Graph databases should be approached in a similiar manner to relational databases: avoid sharding if you can. And if sharding is unavoidable, the sharding strategy should be based on the requirements of the application. The most extreme situation arises with scale-free graphs, where a few vertices are much more highly connected than the rest of the vertices in the graph. Even here unless we're doing graph analytics (map-reduce style computations over the whole graph) we should be able to formulate a sharding strategy that works for the given application.

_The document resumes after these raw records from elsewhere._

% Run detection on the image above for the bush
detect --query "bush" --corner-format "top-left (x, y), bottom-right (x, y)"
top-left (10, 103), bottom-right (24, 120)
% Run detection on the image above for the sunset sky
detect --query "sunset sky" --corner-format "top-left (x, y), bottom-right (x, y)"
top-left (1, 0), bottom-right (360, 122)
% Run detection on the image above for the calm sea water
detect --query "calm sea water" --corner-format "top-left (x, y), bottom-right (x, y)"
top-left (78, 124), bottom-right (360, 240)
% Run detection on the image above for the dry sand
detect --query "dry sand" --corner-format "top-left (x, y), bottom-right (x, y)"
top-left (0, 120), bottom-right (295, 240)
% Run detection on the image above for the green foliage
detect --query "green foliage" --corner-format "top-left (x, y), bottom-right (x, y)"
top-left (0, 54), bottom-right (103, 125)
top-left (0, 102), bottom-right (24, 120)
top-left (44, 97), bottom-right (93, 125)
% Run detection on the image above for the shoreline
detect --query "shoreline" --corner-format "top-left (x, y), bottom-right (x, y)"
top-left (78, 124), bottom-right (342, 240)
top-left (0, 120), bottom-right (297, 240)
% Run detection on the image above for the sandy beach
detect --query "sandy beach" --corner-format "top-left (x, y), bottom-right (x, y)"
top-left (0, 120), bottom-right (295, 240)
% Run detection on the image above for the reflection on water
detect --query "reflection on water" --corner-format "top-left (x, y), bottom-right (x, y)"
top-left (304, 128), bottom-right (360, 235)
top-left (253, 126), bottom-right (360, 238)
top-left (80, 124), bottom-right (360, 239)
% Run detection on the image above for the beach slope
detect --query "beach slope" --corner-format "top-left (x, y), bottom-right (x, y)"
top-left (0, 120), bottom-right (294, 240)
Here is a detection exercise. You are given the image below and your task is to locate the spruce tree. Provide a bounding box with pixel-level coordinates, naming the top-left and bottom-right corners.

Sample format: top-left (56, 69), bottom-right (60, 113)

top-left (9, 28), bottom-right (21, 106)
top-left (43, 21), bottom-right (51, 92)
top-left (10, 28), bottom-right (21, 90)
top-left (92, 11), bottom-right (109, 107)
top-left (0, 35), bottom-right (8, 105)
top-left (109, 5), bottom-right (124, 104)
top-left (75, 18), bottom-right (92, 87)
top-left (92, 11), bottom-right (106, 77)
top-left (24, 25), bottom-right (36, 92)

But one of the big draws of graph databases is the promise of efficiently traversing arbitrary paths through the graph. For instance one might be interested in the shortest path between two arbitrary vertices, where the vertices reside in different shards. A different type of problem might occur with graphs so large that all the edges for some of the vertices cannot be maintained on a single machine. This is admittedly far-fetched, given the compute power available today. In these instances we are necessarily executing computations distributed across shards, where network communication might become the limiting factor. There is substantial algorithmic complexity in deciding how to shard such databases. But then such computations are equivalent to executing arbitrary joins on a sharded relational database, which will necessarily spill over the shard boundaries.